第一,扩产的决策窗口极窄。从做出决策到新产能落地,需要两到三年。市场在这段时间内完全可能完成一个完整的起伏周期。决策时的乐观,很可能变成落地时的累赘。
第二,固定资产重、折旧快。一条先进制程的晶圆产线,投资金额动辄百亿美元,且设备更新迭代极快。一旦产能过剩,这些固定资产不会凭空消失,每年的折旧都会侵蚀利润。

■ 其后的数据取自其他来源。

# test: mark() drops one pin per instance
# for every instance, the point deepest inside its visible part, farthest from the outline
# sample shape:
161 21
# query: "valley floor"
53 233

第三,寡头格局下,任何一方的轻举妄动都会伤及自身。如今的存储市场已经高度集中,三星、SK海力士、美光形成了事实上的寡头。这种格局要求每家都具备相当的自我约束——因为只要有一家大规模扩产,整体供给就会失衡,所有人都会受损。
第四,历史教训中有足够多的坏榜样。奇梦达、尔必达的倒闭,并非因为技术落后,而是因为在周期底部缺乏足够的财务韧性。生存,有时候比增长更重要。
结语
谨慎并不意味着三星和SK海力士会放弃对技术和规模的追求。在高带宽内存HBM等高价值产品上,两家公司都愿意投入大量资源。区别在于,他们投资的方向是技术溢价而非同质化产能,前者能带来定价权,后者只能带来价格战。
存储行业的周期性从未消失,只是每一次轮回都会淘汰掉一批没能活下来的参与者。三星和SK海力士能走到今天,一部分原因是技术领先,另一部分原因,是他们记住了那些没能撑过去的对手所留下的教训。